Cameras × (Photos/day + Photos/day × Excess) × 30 days/mo
This includes the excess photos that are ingested but not stored.
Cameras × (MP/day + MP/day × Excess)
This includes the excess photos that are ingested but not stored.
Cameras × Photos/day × 30 days/mo
This is the photos actually retained after ingestion and excludes the excess photos that are rejected.
Cameras × Photos/day × Megapixels/photo × 30 days/mo
This is the megapixels in photos actually retained after ingestion and excludes the excess photos that are rejected.
Photos added per month × months
Note that culling will affect this calculation.
Megapixels added per month × months
Note that culling will affect this calculation.
Megapixel rate × Megapixels added per month
Each month the storage cost will rise by this amount because the number of photos and hence amount of megapixels stored goes up by the same amount.
Note that culling will affect this calculation.
Approximate reduction in month-to-month storage cost growth after the first culling versus retaining every stored photo each month at ingest time.
Approximate reduction in month-to-month storage cost growth after the second culling versus retaining every stored photo each month at ingest time.
Storage rate × stored megapixels at the target month (after culling).
This is not the cumulative cost. Instead it is what the storage bill will be at the end of the target month.
This naturally rises linearly with each passing month because the number of photos and hence total megapixels stored goes up by the same amount each month.
Note that culling will affect this calculation.
It may sound absurd to only keep 1 photo per week or month from some camera. But this is how you can retain potentially centuries of photographic history of a shoreline, skyline, or agricultural field with a nearly flat fee over the long term.
You define your culling schedule in whatever manner gives you the best balance of information retention and cost.
Cold storage
Your retention policy gives you the option to move some of your photos to "cold storage". This takes them out of regular rotation. They won't show up in the player or as part of your regular storage stats. But they will still be there for you to restore when you need them.
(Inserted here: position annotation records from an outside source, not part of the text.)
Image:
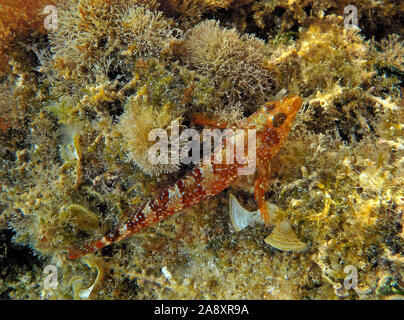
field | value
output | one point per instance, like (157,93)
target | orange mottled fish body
(272,123)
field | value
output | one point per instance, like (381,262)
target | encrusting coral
(77,105)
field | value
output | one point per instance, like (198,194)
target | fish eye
(278,119)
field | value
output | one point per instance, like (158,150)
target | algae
(77,104)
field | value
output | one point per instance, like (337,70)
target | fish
(271,123)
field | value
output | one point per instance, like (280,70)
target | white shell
(282,236)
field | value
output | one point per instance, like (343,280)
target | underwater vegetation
(77,104)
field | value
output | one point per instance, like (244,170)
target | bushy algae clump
(77,105)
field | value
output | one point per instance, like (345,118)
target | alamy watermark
(51,20)
(185,148)
(50,281)
(351,20)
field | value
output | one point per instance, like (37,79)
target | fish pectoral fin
(261,186)
(239,216)
(200,119)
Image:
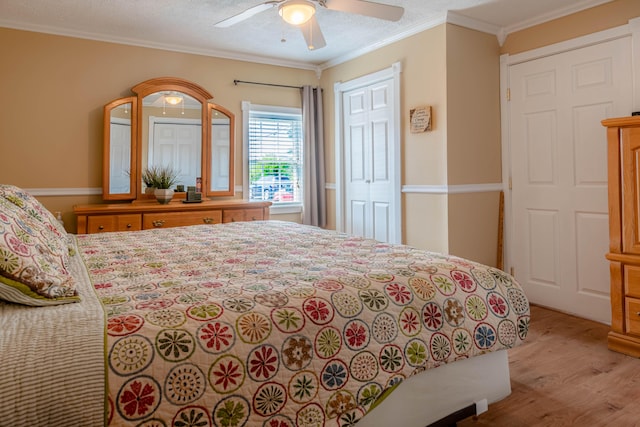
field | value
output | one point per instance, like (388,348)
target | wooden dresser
(623,135)
(151,214)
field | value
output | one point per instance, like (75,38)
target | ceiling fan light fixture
(173,98)
(297,12)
Cold storage is meant as a hedge for you against data loss while greatly reducing your per-megabyte storage costs. You can pretend photos in cold storage are deleted while having the peace of mind of knowing they are still there.
Photo resolution
Higher resolution means more megapixels per photo and thus higher storage costs. We actually recommend that you keep the highest resolution images your camera can produce and simply lower the rate at which photos are uploaded to keep costs the same. When it comes to long term condition monitoring, every pixel counts.
But if you really want to squeeze costs down to a minimum, you can of course choose lower resolution images.
Note that you pay per megapixel, not per megabyte. Take advantage by not opting for high image compression, which distorts your photos. Send the highest quality your camera offers.